Iran : poésies visuelles
à Percé

VOLET 3

S’engager

Claudia Polledri, commissaire d’exposition (Québec/Italie)

Pour notre 10e anniversaire, nous avons le privilège de vous offrir Iran : poésies visuelles, un parcours spécialement conçu pour les Rencontres internationales de la photographie en Gaspésie.

« Articulée en quatre volets, Iran : poésies visuelles propose un parcours sur la photographie artistique contemporaine en Iran à travers l’œuvre de 17 photographes, dont Bahman Jalali (1944-2010) et Yahya Dehghanpour (né en 1941). À ces figures de référence de la photographie iranienne s’ajoutent de nombreux artistes établis sur la scène internationale et des photographes émergents. Le propos de l’exposition est de questionner la portée poétique de l’image photographique, entre savoir et imagination.
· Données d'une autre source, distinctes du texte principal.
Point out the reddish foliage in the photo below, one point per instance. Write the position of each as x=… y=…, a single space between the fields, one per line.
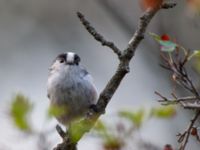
x=165 y=37
x=168 y=147
x=153 y=4
x=194 y=131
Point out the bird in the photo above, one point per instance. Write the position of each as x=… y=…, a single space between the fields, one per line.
x=70 y=88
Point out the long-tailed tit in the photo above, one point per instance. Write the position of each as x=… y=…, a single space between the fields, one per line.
x=71 y=87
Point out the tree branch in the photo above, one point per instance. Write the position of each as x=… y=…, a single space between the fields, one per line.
x=77 y=130
x=97 y=35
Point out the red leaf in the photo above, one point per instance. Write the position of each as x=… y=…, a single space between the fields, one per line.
x=165 y=37
x=194 y=131
x=168 y=147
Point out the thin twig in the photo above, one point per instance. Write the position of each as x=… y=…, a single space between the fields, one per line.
x=185 y=136
x=97 y=35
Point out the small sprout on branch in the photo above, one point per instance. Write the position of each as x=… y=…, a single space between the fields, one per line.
x=20 y=111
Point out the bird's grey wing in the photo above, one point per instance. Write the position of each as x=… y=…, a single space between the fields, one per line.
x=88 y=78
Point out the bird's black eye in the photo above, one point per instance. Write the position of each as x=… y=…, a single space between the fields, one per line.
x=76 y=59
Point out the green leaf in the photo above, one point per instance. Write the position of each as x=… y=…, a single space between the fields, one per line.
x=100 y=126
x=163 y=112
x=166 y=46
x=76 y=130
x=19 y=111
x=135 y=117
x=113 y=143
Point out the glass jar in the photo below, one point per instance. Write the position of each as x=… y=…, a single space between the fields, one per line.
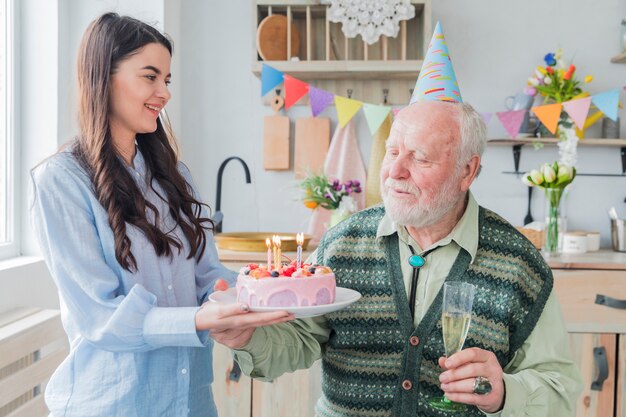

« Le parcours Iran : poésies visuelles se situe dans le sillage de l’exposition Iran, année 38 (2017). Présentée aux Rencontres de la photographie d’Arles (France) par Anahita Ghabaian (Silk Road Gallery) et Newsha Tavakolian (agence Magnum), elle se terminait avec un hommage à Abbas Kiarostami et à son “cinéma-poète”. Mais si le trait poétique du cinéma iranien a déjà été largement souligné, qu’en est-il de la relation entre photographie et poésie? Voilà ce que nous avons voulu explorer.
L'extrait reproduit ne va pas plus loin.